Not being a dread pirate, I can’t tell you how accurate his portrayal of the internal experience of ADHD is, or the struggles with dyscalculia the Valentine clearly has. I do have a lot of AuADHD and ADHD colleagues, friends and relatives, so I can recognise the external manifestations. I also get the frustrations with the world and with people who don’t get it, or won’t take the time to understand.
I identified strongly with both Valentine and Osric, and their struggles with embodiment and identity. It brought up some stuff, okay, I’m working on it. Can I be an android, please? There’s a lot of emotional angst and conflict while the pair work out what they feel and what they want to do. It hurt. I loved it.
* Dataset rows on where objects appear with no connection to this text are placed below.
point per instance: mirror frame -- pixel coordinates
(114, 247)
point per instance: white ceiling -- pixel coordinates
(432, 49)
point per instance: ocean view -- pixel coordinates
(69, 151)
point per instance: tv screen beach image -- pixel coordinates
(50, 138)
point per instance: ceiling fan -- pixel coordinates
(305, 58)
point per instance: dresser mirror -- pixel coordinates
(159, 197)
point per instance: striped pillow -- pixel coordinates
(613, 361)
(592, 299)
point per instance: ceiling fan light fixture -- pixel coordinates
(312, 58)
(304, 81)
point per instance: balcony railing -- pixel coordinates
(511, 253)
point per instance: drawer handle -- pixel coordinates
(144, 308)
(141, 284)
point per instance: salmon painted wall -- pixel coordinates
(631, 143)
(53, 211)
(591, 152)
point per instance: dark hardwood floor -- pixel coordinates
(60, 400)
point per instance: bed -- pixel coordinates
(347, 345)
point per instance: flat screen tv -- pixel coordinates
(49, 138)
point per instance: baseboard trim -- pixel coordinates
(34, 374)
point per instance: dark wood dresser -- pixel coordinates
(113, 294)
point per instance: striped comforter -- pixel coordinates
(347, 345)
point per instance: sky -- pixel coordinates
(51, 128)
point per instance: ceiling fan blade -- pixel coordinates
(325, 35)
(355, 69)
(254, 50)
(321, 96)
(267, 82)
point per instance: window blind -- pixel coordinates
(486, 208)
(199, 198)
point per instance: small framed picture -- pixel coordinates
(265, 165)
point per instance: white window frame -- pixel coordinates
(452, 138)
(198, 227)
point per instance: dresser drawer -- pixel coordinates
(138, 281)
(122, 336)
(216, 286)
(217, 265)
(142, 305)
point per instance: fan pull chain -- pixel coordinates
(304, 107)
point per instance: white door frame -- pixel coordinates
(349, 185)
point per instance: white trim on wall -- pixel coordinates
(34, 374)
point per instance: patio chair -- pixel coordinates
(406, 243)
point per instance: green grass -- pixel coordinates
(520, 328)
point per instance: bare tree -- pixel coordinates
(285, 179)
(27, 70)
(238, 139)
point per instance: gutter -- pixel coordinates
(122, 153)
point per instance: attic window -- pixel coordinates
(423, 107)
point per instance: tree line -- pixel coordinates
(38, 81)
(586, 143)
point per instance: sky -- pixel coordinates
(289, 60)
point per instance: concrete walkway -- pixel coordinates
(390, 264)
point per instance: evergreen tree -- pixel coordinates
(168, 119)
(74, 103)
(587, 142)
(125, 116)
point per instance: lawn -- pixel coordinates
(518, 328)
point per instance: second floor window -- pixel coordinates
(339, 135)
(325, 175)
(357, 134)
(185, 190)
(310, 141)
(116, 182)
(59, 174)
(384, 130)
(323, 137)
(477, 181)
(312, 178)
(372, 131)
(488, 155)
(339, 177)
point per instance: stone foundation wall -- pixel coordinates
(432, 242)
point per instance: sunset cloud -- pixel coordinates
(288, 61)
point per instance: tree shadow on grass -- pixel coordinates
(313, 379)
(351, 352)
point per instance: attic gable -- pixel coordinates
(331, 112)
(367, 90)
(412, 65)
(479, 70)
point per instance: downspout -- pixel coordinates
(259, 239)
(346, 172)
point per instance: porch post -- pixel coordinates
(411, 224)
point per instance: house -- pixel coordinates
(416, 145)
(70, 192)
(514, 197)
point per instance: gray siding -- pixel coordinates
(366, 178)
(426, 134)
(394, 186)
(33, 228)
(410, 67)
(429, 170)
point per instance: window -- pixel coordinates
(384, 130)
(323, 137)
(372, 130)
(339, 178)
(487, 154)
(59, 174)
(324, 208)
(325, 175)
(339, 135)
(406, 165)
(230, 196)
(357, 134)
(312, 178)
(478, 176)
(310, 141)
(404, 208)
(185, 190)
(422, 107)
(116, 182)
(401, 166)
Al Hess writes ‘cosy sci-fi’ and I like it. The story are domestic and emotionally charged, placed in a future world that is both better and worse. In the cities, life is materially great, if you don’t think about what’s outside. Life outside if the cities is brutal, but there is love and community, even if it’s hard to get food and medical care. It’s morally complex and questions the utopian ideals of some sci fi.
It’s cosy, gay and neurodivergent adventure in the desert and I really enjoyed this book and I’m looking forward to reading more by Hess. I have already ordered a copy for someone and recommended it be added to the fiction section of the Little Neurodivergent Library at work.